Example 11: The year 1849 was the last calendar year that had exactly 3 factors. What is the next calendar year which will have exactly 3 factors?

Solution:

\(1849=43^2\), we are looking for the square of the next prime which is \(47^2=2209\)

Example 12: What is the greatest number of factors that any three-digit number has?

Solution:

\(720=2^4 \times 3^2 \times 5\) has 5 .3 .2 = 30 factors. The smallest integer with 32 factors is \(2^3 \times 3 \times 5 \times 7=840\). The smallest integer with 36 factors is \(2^2 \times 3^2 \times 5 \times 7=1260\). This shows 32 factors is the maximum for any 3-digit integer.

Example 13: \(\text { What is the smallest prime factor of } 1,517?\)

Solution:

When we look for prime factors of 1,517, we check factors up to \(\sqrt{1,517}\) (about 39). 37 would typically) be the last prime factor we check and we find that \(1,517=\mathbf{3 7} \cdot 41\).

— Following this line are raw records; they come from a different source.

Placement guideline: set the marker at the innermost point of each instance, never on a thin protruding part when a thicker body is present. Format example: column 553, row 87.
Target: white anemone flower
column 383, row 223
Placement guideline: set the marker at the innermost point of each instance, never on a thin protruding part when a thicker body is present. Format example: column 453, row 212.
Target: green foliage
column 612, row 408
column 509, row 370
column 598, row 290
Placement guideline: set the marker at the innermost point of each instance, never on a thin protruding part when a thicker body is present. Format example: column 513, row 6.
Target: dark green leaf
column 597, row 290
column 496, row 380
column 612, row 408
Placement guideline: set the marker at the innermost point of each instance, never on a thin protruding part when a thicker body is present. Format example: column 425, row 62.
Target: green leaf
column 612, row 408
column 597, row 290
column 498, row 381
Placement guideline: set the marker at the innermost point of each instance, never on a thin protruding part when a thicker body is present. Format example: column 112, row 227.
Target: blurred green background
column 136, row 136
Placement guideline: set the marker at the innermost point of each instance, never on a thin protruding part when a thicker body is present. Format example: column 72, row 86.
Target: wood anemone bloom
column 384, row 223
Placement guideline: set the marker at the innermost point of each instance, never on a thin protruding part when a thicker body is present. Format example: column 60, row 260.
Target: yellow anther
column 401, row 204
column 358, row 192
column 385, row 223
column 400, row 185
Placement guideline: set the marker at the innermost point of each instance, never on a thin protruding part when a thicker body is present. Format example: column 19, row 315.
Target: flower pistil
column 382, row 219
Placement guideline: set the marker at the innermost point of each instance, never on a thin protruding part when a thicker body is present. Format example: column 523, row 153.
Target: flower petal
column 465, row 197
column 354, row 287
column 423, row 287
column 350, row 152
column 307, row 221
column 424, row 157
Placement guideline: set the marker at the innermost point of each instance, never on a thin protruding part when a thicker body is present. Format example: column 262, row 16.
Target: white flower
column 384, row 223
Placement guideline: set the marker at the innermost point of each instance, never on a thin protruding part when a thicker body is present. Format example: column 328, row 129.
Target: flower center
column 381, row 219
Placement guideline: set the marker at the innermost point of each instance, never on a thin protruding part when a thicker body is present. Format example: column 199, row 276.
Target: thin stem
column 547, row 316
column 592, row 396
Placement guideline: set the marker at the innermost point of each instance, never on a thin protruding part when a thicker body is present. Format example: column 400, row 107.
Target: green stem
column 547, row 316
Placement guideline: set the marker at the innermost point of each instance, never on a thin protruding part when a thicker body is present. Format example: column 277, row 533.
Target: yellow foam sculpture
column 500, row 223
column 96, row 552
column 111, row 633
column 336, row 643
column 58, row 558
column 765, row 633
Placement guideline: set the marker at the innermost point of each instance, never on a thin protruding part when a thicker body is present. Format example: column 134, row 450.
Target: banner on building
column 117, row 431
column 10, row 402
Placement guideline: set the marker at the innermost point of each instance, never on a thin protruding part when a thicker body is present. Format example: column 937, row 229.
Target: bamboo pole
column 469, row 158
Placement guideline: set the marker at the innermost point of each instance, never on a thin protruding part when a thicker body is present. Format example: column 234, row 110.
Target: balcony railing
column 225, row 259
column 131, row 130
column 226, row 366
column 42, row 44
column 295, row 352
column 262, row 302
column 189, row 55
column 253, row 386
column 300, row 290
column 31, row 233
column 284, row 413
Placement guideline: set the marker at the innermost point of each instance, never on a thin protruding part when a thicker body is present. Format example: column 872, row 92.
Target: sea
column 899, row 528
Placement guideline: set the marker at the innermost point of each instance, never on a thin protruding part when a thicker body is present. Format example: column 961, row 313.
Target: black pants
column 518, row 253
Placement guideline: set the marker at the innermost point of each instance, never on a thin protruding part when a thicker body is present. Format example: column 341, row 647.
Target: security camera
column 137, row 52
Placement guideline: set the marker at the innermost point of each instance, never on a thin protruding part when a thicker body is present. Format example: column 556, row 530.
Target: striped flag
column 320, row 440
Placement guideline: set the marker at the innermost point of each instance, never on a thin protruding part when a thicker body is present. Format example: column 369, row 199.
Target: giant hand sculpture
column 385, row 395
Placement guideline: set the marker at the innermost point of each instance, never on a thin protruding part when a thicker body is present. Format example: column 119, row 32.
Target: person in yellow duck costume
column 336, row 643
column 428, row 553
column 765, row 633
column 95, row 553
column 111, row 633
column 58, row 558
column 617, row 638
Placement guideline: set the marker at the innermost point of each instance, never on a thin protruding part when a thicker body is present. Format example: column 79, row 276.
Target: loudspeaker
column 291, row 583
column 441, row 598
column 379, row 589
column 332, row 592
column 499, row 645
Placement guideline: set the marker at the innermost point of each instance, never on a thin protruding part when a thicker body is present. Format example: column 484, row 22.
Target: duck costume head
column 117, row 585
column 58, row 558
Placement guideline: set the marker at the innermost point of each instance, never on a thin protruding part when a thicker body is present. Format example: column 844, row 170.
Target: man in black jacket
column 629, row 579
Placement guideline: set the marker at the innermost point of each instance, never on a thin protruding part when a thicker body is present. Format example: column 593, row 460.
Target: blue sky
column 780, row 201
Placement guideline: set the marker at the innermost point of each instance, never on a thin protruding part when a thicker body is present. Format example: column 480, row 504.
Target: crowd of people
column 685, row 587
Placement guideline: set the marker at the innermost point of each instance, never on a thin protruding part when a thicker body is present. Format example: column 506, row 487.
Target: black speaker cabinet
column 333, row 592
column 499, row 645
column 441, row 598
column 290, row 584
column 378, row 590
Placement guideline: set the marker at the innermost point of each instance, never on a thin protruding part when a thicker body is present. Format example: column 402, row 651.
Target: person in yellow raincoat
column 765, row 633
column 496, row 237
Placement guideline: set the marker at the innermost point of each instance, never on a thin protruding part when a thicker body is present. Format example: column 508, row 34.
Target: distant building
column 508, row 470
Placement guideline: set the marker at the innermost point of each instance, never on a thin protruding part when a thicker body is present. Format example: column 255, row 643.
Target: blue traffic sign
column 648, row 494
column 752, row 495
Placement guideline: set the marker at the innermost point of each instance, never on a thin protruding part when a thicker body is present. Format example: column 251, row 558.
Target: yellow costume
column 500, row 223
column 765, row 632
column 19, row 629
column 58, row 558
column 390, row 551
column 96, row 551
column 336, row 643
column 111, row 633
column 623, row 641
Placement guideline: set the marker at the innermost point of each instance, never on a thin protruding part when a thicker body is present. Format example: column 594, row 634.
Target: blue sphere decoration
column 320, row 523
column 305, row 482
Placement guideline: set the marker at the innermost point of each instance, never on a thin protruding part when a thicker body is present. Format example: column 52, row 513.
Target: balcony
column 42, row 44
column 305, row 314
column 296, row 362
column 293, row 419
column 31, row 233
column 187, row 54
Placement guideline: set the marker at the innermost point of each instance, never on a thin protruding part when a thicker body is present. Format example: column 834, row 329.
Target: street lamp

Example 14: How many of the factors of 12,321 are perfect squares?

Solution:

\(12,321=111^2=3^2 \cdot 37^2\). Perfect square factors have only even exponents (including zero): \(3^0 \cdot 37^{\circ}=1\), \(3^2 \cdot 37^{\circ}=9,3^0 \cdot 37^2=1,369\), and \(3^2 \cdot 37^2=12,321\) for a total of 4 perfect square factors.

Example 15: What is the sum of all three-digit multiples of 11 which have exactly 10 factors?

Solution:

For a multiple of 11 to have 10 factors, its prime factorization must be in the form \(11^9, 11 \cdot a^4\), or \(a\). \(11^4\). We can rule out \(11^9\) and \(a \cdot 11^4\), as both are larger than 999, so we look for values of a which make \(11 \cdot a^4<1,000\). Only two values work for \(a\) : 2 and 3. \(11 \cdot 2^4=176\) and \(11 \cdot 3^4=891\), so we have \(176+891=\mathbf{1 , 0 6 7}\).